Wednesday, March 12, 2008

Militias in Rio's Favelas

BBC News ran a very good report about militias in the favelas this week. I've commented before on how corrupt police are often extorting civilians and using violence against them when the favelados speak out, sometimes in an extremely gruesome fashion, and any arrests against police corruption strike me more as an effort to look like the police are trying to clean up, rather than any real effort at reform. In this light, the BBC article is one of the best I've seen yet in really getting into the details of how militias (which, as the article alludes to, are generally corrupt officers and ex-cops trying to make extra money in the favelas) operate, and the consequences of their presence.

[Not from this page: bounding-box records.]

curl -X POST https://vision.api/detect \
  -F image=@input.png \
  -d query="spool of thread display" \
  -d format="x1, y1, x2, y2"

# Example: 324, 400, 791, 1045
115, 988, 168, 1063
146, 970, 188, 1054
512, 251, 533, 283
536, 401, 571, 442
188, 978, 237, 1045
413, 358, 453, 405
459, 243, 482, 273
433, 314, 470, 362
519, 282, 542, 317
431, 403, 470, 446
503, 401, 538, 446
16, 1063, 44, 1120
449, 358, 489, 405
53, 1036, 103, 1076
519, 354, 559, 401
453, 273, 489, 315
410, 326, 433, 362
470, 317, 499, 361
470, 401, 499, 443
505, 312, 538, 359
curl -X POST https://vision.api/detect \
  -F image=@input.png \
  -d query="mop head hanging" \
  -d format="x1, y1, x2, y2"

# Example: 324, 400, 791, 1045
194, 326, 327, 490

There are several comments I'd like to make on this. First, the people interviewed in the article (and the article itself) make it seem as though it's a question of drug lords vs. militias, but it's not so simple. Often times, these militias end up becoming involved in the drug trade too, unable to deny the lure of the money they can make. They have even gotten in turf wars with drug dealers in other favelas in the past. Likewise, drug gangs also offer health services, internet, and "protection" to the favelados, sometimes (though not always) as extortion. So presuming that it's an "either/or" proposition distorts a much more complex dynamic involving "protection" and the drug trade.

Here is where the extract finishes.